Classic, pretty, and delicious specialty from England. Love eating it with a cup of tea of course. Is not as hard as you might think. Really!
recipe adapted from Claire Clark's Indulge
makes 2 cakes
480 g softened unsalted butter
480 g caster sugar
8 medium eggs
2 tsp vanilla
480 g flour
20 g baking powder
red food coloring
yellow food coloring
1 jar apricot preserved, or raspberry preserved
100 g icing sugar
750 g marzipan
Preheat oven to 350F
Grease a 10 X 12 inch cake pan, line with parchment paper, grease the paper as well. Because the batter will be divided into 2 color, you will need a nother piece of parchment paper that will act as a divider. Please visit here on how to. If you have battenburg tin, prepare it according to manufacture's instructions
Sift flour and baking powder onto a piece of parchment paper twice. Set aside.
In a medium bowl, lightly whisk eggs and vanilla. Set aside.
Using electric mixer, beat butter and sugar until pale and puffy. Add egg a little at a time, beating well after each addition. Don't forget to scrape the bowl from time to time. Turn off the mixer.
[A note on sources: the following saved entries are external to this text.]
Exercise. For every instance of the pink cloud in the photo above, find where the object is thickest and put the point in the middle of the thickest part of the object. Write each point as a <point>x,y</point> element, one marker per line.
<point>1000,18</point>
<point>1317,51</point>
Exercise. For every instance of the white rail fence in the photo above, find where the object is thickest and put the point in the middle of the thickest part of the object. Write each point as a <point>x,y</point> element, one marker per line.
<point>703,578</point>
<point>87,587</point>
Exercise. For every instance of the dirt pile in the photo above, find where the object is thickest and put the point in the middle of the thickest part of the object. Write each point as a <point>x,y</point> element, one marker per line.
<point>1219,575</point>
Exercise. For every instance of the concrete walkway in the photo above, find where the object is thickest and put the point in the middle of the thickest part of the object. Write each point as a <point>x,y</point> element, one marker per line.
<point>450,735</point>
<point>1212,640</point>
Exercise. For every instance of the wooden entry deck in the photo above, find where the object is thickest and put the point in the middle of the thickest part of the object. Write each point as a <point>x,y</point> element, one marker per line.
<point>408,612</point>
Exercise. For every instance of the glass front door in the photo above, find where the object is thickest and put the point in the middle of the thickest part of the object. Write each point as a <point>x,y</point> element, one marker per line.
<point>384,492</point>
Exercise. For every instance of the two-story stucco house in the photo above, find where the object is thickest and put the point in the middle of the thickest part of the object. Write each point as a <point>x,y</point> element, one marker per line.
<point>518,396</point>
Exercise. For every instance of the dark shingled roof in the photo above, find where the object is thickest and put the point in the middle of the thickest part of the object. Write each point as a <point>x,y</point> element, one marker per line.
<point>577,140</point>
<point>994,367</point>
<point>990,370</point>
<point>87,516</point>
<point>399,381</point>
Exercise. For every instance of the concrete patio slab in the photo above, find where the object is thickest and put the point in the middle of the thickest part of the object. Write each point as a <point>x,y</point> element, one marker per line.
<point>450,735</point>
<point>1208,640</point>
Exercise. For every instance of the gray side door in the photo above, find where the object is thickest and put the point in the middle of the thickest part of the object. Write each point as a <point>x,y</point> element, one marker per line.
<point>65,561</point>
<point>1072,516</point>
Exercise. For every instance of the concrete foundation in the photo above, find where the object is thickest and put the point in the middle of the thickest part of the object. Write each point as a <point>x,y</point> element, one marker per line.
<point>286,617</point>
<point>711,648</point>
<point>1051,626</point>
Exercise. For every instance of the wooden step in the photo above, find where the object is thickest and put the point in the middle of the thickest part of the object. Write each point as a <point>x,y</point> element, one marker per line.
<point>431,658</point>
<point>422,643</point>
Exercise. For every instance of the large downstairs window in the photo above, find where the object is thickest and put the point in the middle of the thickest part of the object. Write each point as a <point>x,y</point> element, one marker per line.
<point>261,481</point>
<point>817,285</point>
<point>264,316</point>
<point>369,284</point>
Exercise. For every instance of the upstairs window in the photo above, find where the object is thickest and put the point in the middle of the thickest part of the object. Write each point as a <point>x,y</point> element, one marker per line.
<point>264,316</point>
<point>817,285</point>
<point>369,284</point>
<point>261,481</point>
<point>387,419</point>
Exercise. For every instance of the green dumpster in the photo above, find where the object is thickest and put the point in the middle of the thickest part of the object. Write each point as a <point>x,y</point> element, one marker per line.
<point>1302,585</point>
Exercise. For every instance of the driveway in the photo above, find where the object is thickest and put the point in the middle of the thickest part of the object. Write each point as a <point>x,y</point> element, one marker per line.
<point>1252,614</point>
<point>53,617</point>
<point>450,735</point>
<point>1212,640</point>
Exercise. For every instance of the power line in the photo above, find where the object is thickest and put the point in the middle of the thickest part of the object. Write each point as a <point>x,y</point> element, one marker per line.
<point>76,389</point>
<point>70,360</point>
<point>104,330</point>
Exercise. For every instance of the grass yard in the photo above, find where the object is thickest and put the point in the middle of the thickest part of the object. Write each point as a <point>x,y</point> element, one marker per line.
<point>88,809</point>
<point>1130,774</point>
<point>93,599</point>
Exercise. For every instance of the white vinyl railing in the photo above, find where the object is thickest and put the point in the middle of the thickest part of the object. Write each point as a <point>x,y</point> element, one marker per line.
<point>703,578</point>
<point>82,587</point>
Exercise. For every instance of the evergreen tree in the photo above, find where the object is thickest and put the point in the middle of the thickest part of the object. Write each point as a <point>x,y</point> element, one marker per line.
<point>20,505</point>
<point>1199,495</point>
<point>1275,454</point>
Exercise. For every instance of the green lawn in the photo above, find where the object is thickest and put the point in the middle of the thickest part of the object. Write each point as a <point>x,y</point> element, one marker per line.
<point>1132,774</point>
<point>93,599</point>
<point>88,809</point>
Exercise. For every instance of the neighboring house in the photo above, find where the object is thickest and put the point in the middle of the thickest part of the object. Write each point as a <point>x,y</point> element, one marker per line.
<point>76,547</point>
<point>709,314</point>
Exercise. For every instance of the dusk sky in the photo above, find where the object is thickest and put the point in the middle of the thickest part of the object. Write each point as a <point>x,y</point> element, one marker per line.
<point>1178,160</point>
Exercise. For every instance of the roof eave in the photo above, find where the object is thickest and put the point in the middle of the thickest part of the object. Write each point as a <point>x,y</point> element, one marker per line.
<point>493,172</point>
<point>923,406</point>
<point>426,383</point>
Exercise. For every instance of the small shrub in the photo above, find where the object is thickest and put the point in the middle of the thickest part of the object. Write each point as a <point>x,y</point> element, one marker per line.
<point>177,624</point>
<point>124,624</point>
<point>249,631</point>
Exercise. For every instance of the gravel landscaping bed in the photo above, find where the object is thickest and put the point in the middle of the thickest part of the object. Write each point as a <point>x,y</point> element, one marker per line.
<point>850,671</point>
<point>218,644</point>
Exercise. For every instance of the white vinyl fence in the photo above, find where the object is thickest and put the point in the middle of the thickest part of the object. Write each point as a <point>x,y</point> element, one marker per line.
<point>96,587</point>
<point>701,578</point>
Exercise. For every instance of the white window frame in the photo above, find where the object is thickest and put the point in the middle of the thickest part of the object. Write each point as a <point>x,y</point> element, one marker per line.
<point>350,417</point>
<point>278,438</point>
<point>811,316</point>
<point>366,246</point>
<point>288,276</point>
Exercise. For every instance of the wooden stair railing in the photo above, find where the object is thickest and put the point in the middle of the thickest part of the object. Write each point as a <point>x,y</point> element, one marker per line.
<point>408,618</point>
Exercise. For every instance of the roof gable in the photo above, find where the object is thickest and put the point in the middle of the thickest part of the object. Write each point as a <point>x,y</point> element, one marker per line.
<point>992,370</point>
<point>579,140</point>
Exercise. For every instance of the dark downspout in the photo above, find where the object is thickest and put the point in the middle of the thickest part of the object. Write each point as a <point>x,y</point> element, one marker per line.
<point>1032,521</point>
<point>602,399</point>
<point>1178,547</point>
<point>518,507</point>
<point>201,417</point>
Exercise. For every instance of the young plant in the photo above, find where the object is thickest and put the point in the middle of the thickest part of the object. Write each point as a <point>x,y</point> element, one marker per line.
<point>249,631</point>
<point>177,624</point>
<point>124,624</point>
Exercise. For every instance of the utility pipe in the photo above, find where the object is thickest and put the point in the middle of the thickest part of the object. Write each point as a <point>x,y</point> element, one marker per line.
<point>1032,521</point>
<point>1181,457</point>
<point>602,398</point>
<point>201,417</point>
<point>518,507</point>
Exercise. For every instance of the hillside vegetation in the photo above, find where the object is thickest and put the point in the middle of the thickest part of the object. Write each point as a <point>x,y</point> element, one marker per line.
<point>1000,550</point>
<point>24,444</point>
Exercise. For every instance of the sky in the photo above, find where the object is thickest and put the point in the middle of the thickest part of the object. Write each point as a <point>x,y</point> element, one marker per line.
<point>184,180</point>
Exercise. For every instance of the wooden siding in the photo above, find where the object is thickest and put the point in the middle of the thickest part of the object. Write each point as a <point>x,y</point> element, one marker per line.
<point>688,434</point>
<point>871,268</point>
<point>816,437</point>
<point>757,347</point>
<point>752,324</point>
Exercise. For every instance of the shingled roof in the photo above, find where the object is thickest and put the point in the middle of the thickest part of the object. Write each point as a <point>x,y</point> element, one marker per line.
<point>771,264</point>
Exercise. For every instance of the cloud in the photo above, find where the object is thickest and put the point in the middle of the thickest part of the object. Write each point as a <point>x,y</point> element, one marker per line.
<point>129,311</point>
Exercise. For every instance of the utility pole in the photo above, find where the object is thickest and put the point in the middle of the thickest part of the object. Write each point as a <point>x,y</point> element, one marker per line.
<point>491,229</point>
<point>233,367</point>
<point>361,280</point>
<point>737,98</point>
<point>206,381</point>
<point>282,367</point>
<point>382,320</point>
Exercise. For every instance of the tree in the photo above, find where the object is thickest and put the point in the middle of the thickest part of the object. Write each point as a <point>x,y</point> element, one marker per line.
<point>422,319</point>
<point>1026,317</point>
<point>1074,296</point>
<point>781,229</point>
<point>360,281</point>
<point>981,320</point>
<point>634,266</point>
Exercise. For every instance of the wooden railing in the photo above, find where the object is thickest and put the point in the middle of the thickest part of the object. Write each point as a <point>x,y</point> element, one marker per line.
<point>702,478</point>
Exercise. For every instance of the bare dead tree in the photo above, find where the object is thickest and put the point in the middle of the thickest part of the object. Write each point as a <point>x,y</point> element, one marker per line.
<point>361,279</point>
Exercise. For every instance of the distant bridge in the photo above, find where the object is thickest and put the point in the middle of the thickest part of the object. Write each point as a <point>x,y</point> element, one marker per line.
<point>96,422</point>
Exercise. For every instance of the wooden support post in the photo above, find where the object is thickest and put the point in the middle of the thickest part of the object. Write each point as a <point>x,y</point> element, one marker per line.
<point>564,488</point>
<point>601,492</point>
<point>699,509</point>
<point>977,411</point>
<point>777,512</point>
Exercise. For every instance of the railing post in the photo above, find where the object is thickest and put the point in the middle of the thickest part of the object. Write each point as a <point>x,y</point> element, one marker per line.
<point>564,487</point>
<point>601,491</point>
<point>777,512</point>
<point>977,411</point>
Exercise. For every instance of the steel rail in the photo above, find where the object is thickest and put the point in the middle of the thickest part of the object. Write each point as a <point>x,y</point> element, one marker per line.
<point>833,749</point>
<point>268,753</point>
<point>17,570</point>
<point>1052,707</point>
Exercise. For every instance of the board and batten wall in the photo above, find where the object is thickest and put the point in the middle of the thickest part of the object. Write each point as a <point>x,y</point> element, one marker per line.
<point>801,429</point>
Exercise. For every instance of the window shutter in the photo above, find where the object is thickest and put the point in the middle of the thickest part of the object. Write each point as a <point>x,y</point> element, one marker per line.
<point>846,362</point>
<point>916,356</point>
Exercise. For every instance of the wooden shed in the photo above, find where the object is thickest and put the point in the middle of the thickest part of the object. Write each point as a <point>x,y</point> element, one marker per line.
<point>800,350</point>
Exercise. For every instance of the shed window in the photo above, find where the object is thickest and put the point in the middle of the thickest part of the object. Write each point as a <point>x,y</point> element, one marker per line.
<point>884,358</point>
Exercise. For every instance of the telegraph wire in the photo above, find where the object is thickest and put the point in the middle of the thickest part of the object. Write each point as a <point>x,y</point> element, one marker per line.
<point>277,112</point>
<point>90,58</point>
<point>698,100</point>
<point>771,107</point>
Fold flour carefully using a large spatula into cream mixture in three addition. Do not overmix.
Divide batter in two equal portions. Add a drop of red food coloring in one batter, and yellow to the other. Be very gently not to handle the mixture too heavily.
Transfer the batter onto prepared pan. Bake for 40 to 45 minutes until the cake spring back when gently press. Leave the cake to cool in the pan. Once cooled, refrigerate for at least an hour, but it will be easier to assemble if leave for 24 hours.
Turn the cake onto a clean tray, remove the paper.
Heat apricot, or raspberry preserve until very hot, strain into a bowl.
Using a sharp serrated knife, trim off the edge and the top of of the cake (the brown and hard part from the cake), so you will have flat and even cake. Now cut it into equals strips about an inch wide. Watch the video here. Brush each pieces of the strip with preserve apricot, or raspberry. Arrange them neatly so you will have yellow, and pink in the bottom, then pink and yellow on top, or vise versa. Using the same knife, cut the cake into two equal portions.
Dust work surface with icing sugar. Roll out marzipan into 1/8 inch thick. Brush with hot preserved. Lay one cake on top, cover entirely with marzipan. Repeat in the same manner with the other cake.